Iin : Minna! Iin-chan kembali dengan fic ke-4 di fandom ini!

Pichi : Moshi-moshi minna! Sekarang kita membawakan fanfic yang bertemakan Hng…. *lupa*

Iin : Shiver atau Halloween

Pichi : Iya, itu maksudku.

Iin : Udah, dari pada banyak omong mending kita mulai saja!

Pichi : *ngambil naskah*


Disclaimer: Riichiro Inagaki-san dan Yuusuke Murata-san

Theme: Shiver of October

Title: When You're Lying

Story By: Iin-chan with OC, Pichi-chan

Warning : Gaje, Abal, judulnya gak nyambung sama ceritanya, Oc, OOc, Typo berserakan, Hng… sisanya kalian yang nilai deh. *males ngetik mode on*

Don't like? Don't read okay?


Sadarkah kalian? Disaat kalian berbohong pada orang lain atau perasaan sendiri akan membuat kalian sengasara dan tersiksa. Berbohong karena tidak mau mengakui perasaan sebenarnya yang berada dalam hatimu. Janganlah pernah melakukann hal itu karena aku yakin kalian belum siap menerima resikonya.

Univ. Enma, 08.00 a.m.

Suzuna's POV

"Ya! Sena! Rikkun!" sapaku pada mereka berdua yang baru muncul dari pintu keluar-masuk kelas. Kulihat wajah Sena sedikit memerah dan gugup. Sedangkan Rikkun tetap memasang wajah cool yang bisa membuat para perempuan di sini teriak menggunakan suara ultrasonic.

"Suzuna," kata Sena.

"Ohayou, Suzuna," kata Rikkun. Aku tersenyum manis kepada mereka berdua. Tiba-tiba ada gempa lokal yang sudah tidak asing lagi bagi kami melanda.

"Minna!" sudah mudah ditebak bukan? Sosok berbadan besar, line terkuat Jepang pada saat SMU dulu bersama Gaou. Siapa lagi kalau bukan Kak Kuritan?

"Ada apa Kak Kuritan?" tanyaku dengan suaraku yang penuh semangat dan antusias.

"Hufth… syukurlah Suzuna, kau masih hidup," kata Kak Kuritan. He? Jelas-jelas aku masih hidup kok.

"Ada apa Kak Kuritan? Siapa yang mengatakan aku sudah meninggal?" tanyaku pada Kak Kuritan yang tadinya pucat pasi.

"Tadi Monta yang bilang kalau kau sudah mati Suzuna. Aku jadi khawatir," kata Kak Kuritan sambil menarik nafas, "Dia bilang kalau kau jatuh saat latihan dengan teman-teman cheerleader mu dan mengalami pendarahan di otak."

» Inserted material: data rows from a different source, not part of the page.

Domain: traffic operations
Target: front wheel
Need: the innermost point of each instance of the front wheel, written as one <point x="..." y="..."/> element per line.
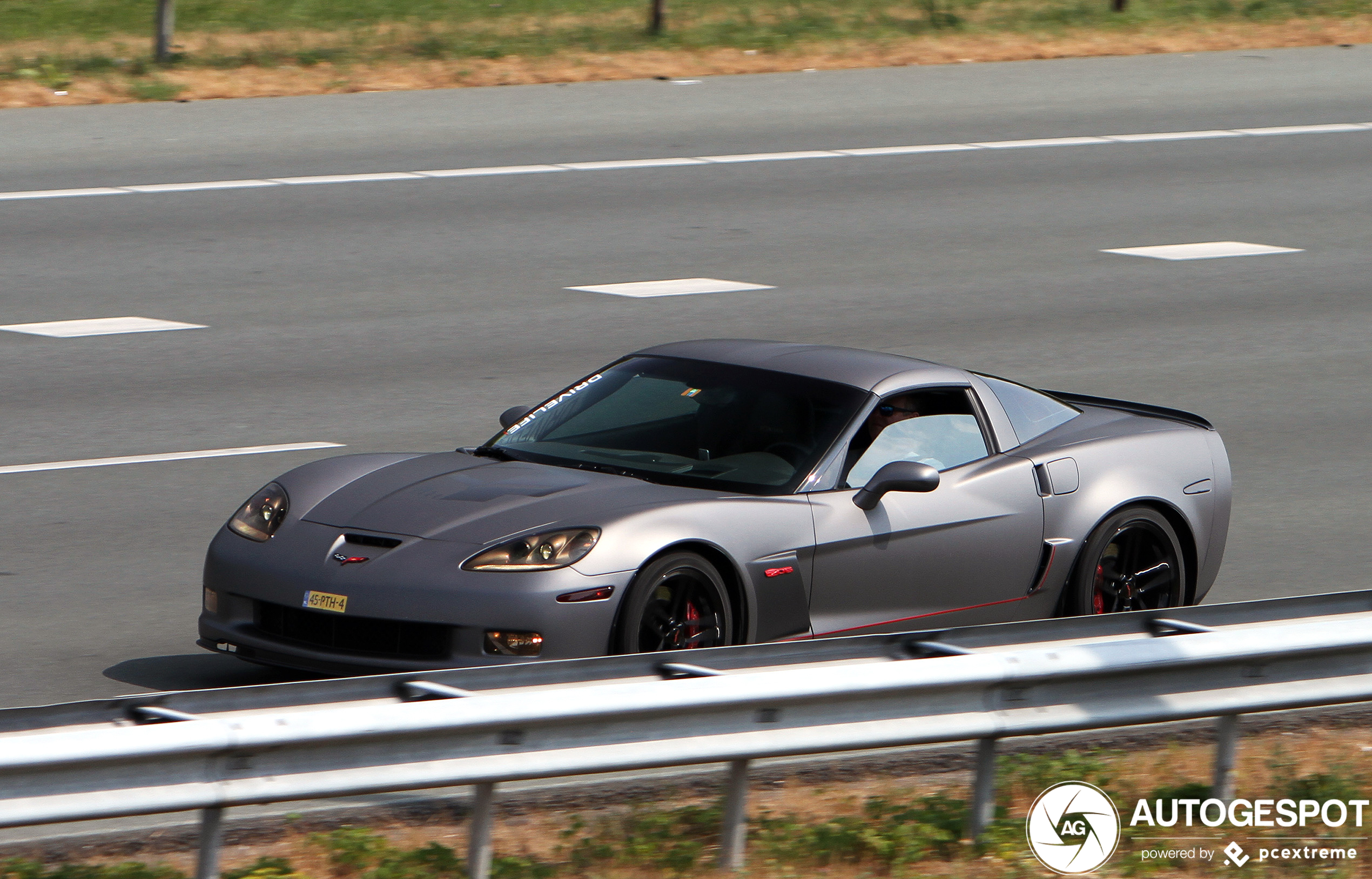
<point x="677" y="602"/>
<point x="1132" y="561"/>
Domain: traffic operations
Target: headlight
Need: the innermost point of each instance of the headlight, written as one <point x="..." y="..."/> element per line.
<point x="541" y="552"/>
<point x="263" y="515"/>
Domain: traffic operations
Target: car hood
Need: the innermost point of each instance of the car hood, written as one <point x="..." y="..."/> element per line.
<point x="456" y="497"/>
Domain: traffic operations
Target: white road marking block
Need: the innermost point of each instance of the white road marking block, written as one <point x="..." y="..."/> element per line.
<point x="1302" y="129"/>
<point x="59" y="194"/>
<point x="719" y="159"/>
<point x="1040" y="142"/>
<point x="493" y="172"/>
<point x="677" y="287"/>
<point x="1135" y="139"/>
<point x="597" y="166"/>
<point x="99" y="327"/>
<point x="1203" y="250"/>
<point x="774" y="157"/>
<point x="345" y="179"/>
<point x="171" y="455"/>
<point x="899" y="151"/>
<point x="213" y="184"/>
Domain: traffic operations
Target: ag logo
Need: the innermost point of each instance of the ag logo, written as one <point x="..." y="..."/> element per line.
<point x="1073" y="827"/>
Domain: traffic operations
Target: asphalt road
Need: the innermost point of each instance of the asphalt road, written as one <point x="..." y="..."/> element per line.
<point x="407" y="316"/>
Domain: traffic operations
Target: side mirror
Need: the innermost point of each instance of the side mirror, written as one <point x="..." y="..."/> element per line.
<point x="514" y="414"/>
<point x="896" y="477"/>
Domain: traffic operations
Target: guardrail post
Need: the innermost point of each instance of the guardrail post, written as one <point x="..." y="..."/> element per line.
<point x="212" y="834"/>
<point x="479" y="833"/>
<point x="733" y="833"/>
<point x="983" y="789"/>
<point x="1226" y="747"/>
<point x="165" y="26"/>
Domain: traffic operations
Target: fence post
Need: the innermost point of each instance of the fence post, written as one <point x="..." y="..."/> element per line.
<point x="983" y="789"/>
<point x="212" y="834"/>
<point x="162" y="31"/>
<point x="733" y="833"/>
<point x="479" y="833"/>
<point x="1226" y="748"/>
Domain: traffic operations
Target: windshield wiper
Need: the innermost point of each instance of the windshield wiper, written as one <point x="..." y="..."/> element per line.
<point x="608" y="468"/>
<point x="492" y="452"/>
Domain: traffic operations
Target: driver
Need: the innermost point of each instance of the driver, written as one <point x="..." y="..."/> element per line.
<point x="887" y="413"/>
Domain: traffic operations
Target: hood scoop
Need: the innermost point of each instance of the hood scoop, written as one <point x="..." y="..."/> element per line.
<point x="443" y="495"/>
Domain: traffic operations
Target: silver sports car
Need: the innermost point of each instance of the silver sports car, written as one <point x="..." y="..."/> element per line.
<point x="718" y="493"/>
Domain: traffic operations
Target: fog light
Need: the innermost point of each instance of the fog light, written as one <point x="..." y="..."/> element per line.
<point x="600" y="593"/>
<point x="514" y="643"/>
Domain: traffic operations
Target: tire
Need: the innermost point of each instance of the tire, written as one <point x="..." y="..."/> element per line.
<point x="677" y="602"/>
<point x="1132" y="561"/>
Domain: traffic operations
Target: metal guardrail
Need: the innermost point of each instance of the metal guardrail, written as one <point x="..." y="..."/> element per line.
<point x="422" y="732"/>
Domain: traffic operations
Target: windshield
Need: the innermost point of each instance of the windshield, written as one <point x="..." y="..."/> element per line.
<point x="689" y="423"/>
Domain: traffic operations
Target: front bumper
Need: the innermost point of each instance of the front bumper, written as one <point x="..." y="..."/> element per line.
<point x="409" y="608"/>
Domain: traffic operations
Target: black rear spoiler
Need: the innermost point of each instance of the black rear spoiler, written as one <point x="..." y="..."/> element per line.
<point x="1138" y="409"/>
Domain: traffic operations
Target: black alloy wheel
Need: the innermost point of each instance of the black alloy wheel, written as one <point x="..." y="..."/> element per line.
<point x="677" y="602"/>
<point x="1132" y="561"/>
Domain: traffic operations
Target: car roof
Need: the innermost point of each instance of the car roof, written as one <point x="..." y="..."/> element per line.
<point x="870" y="371"/>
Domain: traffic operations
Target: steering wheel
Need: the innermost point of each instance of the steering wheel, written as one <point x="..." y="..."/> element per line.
<point x="788" y="452"/>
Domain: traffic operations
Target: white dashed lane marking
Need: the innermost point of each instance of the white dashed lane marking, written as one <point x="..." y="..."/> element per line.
<point x="169" y="455"/>
<point x="681" y="161"/>
<point x="677" y="287"/>
<point x="99" y="327"/>
<point x="1202" y="250"/>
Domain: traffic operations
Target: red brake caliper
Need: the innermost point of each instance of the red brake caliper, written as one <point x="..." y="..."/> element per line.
<point x="692" y="613"/>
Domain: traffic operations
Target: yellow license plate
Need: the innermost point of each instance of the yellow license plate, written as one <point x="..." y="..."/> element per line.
<point x="326" y="601"/>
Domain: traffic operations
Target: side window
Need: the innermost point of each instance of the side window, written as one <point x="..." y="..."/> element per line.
<point x="1031" y="413"/>
<point x="931" y="427"/>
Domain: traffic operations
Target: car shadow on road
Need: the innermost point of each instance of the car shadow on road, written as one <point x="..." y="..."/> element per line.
<point x="197" y="671"/>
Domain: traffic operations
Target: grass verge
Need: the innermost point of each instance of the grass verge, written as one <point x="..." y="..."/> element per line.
<point x="85" y="51"/>
<point x="872" y="827"/>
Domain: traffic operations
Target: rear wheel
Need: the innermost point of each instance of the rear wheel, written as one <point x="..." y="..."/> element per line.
<point x="677" y="602"/>
<point x="1132" y="561"/>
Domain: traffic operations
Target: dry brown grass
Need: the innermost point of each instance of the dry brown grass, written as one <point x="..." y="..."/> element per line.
<point x="202" y="84"/>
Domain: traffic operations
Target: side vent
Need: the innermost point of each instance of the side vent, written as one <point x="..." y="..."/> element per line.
<point x="386" y="543"/>
<point x="1045" y="562"/>
<point x="1040" y="475"/>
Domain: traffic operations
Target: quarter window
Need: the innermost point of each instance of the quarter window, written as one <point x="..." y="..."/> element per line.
<point x="1031" y="413"/>
<point x="931" y="427"/>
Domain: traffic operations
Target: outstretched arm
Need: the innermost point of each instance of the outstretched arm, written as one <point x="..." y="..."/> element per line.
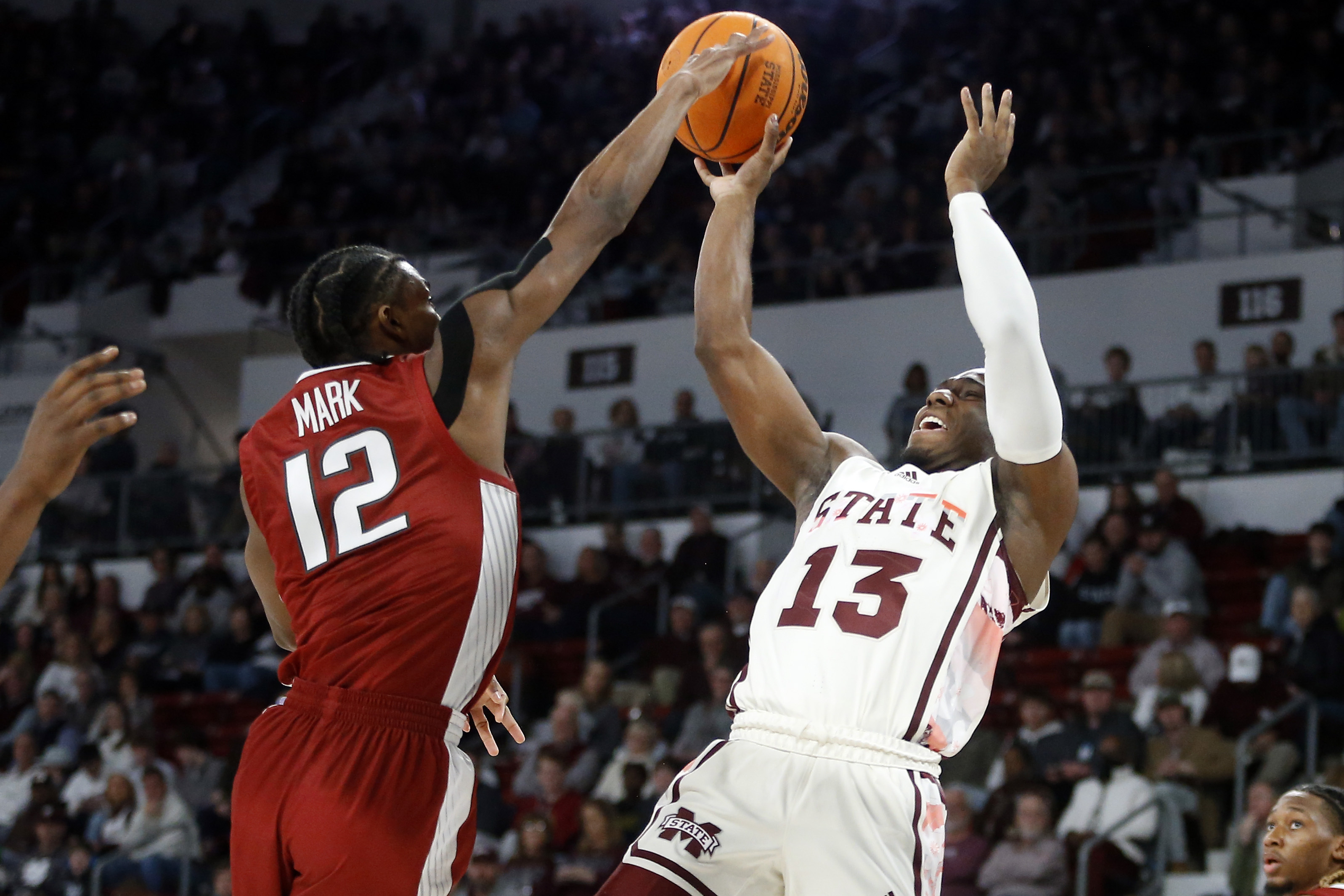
<point x="768" y="416"/>
<point x="597" y="209"/>
<point x="65" y="425"/>
<point x="1036" y="476"/>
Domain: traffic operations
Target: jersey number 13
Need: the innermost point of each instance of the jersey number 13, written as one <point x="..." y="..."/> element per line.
<point x="882" y="583"/>
<point x="350" y="527"/>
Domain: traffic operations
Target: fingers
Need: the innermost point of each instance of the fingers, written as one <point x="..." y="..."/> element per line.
<point x="703" y="170"/>
<point x="81" y="368"/>
<point x="483" y="731"/>
<point x="512" y="727"/>
<point x="968" y="106"/>
<point x="781" y="154"/>
<point x="96" y="400"/>
<point x="105" y="426"/>
<point x="1005" y="115"/>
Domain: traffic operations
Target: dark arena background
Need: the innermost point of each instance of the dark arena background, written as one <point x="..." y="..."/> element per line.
<point x="1177" y="194"/>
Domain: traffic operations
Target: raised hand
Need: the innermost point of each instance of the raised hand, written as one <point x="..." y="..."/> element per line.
<point x="496" y="702"/>
<point x="752" y="176"/>
<point x="983" y="152"/>
<point x="65" y="424"/>
<point x="711" y="66"/>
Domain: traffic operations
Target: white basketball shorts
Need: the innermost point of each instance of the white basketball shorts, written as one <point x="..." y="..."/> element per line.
<point x="750" y="820"/>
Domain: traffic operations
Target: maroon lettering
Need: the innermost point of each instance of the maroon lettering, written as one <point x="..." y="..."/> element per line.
<point x="885" y="586"/>
<point x="883" y="511"/>
<point x="854" y="499"/>
<point x="945" y="525"/>
<point x="804" y="612"/>
<point x="824" y="508"/>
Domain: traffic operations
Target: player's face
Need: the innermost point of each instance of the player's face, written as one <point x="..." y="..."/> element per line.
<point x="952" y="429"/>
<point x="1302" y="844"/>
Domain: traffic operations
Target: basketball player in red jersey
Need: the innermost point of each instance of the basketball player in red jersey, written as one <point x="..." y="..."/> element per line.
<point x="1304" y="843"/>
<point x="385" y="534"/>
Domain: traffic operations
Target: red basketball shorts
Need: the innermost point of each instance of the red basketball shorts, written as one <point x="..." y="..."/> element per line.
<point x="346" y="792"/>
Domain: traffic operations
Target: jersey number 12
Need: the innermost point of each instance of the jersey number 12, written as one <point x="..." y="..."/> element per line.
<point x="350" y="528"/>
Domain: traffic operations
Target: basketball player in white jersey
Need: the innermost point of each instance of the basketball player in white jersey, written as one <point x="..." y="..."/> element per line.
<point x="874" y="645"/>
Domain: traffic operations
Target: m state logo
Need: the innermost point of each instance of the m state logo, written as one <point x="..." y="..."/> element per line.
<point x="698" y="838"/>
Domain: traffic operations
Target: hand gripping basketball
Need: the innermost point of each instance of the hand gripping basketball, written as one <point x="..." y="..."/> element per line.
<point x="752" y="176"/>
<point x="496" y="702"/>
<point x="711" y="65"/>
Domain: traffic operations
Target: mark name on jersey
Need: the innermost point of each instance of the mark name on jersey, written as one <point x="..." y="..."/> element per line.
<point x="698" y="838"/>
<point x="878" y="511"/>
<point x="326" y="405"/>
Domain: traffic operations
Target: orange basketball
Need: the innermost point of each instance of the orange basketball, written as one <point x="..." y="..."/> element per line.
<point x="726" y="125"/>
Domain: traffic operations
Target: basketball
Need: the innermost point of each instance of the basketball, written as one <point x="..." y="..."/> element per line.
<point x="726" y="125"/>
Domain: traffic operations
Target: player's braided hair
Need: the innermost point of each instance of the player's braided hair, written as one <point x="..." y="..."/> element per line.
<point x="1334" y="800"/>
<point x="330" y="304"/>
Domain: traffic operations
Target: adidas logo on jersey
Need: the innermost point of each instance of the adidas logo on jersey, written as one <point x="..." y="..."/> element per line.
<point x="326" y="406"/>
<point x="698" y="838"/>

Aku yang mendengar itu langsung berseluncur menggunakan inline skate menuju tempat Monmon berada, enak saja dia mengataiku jatuh saat latihan.

Aku mencari-carinya di ruang kelas. Sesampainya aku di kelas, tiba-tiba pintunya tertutup.

Blam!

Begitulah bunyinya. Aku yang terkejut spontan berteriak

"KYA!"

"MUKYA!"

Eh? Seperti suara Monmon. Kutolehkan pandanganku menyelidiki sumber suara. Tidak ada siapa-siapa. Tetapi aku sangat yakin kalau tadi itu teriakan Monmon. padahal baru jam delapan pagi, tetapi disini sudah sangat gelap. Mungkin karena jendela kelas ini ditutupi oleh pohon Sakura, sehingga cahaya matahari agak kesulitan menerobos masuk ke dalam kelas ini.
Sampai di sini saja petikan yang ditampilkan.